To replace the United Nations Millennium Development Goals, in 2015, the UN adopted the Agenda for Sustainable Development. In doing so they set down no less than 17 goals and 169 targets to be achieved by 2030. In adopting these goals and targets the UN set out a supremely ambitious and transformational vision. It envisages a world free of poverty, hunger, disease and want, where all life can thrive; a world free of fear and violence; a world with universal literacy; a world with equitable and universal access to quality education at all levels, to health care and social protection, where physical, mental and social well-being are assured; a world with universal access to safe drinking water and sanitation and where there is improved hygiene and where food is sufficient, safe, affordable and nutritious; a world where human habitats are safe, resilient and sustainable and where there is universal access to affordable, reliable and sustainable energy. The new Goals and targets became effective in January 1, 2016.

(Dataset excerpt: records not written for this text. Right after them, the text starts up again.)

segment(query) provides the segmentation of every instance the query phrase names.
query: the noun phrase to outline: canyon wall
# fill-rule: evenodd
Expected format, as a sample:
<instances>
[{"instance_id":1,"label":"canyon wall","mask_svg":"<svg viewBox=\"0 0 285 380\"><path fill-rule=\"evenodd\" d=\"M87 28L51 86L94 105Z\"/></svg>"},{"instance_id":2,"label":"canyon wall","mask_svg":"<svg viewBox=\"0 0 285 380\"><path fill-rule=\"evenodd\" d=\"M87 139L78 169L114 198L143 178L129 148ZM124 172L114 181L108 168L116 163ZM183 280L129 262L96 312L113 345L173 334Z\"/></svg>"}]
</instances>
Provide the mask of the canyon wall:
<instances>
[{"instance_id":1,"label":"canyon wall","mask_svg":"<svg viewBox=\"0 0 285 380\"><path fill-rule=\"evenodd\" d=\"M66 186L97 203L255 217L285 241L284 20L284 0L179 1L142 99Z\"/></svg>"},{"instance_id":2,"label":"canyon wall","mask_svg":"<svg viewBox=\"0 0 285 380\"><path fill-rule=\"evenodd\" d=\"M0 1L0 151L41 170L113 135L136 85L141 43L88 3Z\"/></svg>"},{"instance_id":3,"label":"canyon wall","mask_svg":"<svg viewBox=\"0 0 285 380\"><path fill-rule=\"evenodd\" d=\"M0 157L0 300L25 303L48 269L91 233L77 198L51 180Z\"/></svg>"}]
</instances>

GOAL 1 End poverty in all its forms everywhere

GOAL 2 End hunger, achieve food security and improved nutrition and promote sustainable agriculture

GOAL 3 Ensure healthy lives and promote well-being for all at all ages

GOAL 4 Ensure inclusive and equitable quality education and promote lifelong learning opportunities for all

GOAL 5 Achieve gender equality and empower all women and girls

GOAL 6 Ensure availability and sustainable management of water and sanitation for all

GOAL 7 Ensure access to affordable, reliable, sustainable and modern energy for all

GOAL 8 Promote sustained, inclusive and sustainable economic growth, full and productive employment and decent work for all

GOAL 9 Build resilient infrastructure, promote inclusive and sustainable industrialisation and foster innovation

GOAL 10 Reduce inequality within and among countries

GOAL 11 Make cities and human settlements inclusive, safe, resilient and sustainable

GOAL 12 Ensure sustainable consumption and production patterns

GOAL 13 Tale urgent action to combat climate change and its impacts

GOAL 14 Conserve and sustainably use the oceans, seas and marine resources for sustainable development

GOAL 15 Protect, restore and promote sustainable use of terrestrial ecosystems, sustainably manage forests, combat desertification, and halt and reverse land degradation and halt biodiversity loss

GOAL 16 Promote peaceful an inclusive societies for sustainable development, provide access to justice for all and build effective, accountable and inclusive institutions for all

GOAL 17 Strengthen the means of implementation and revitalise the Global Partnership for Sustainable Development

GAOL 18 Promote effective, accountable and transparent government and ensure justice and the rule of law applies to all

Sadly this 18th Goal, and fundamentally the most important of all in speeding up development, was omitted from the final version at the insistence of African leaders. Wonder why!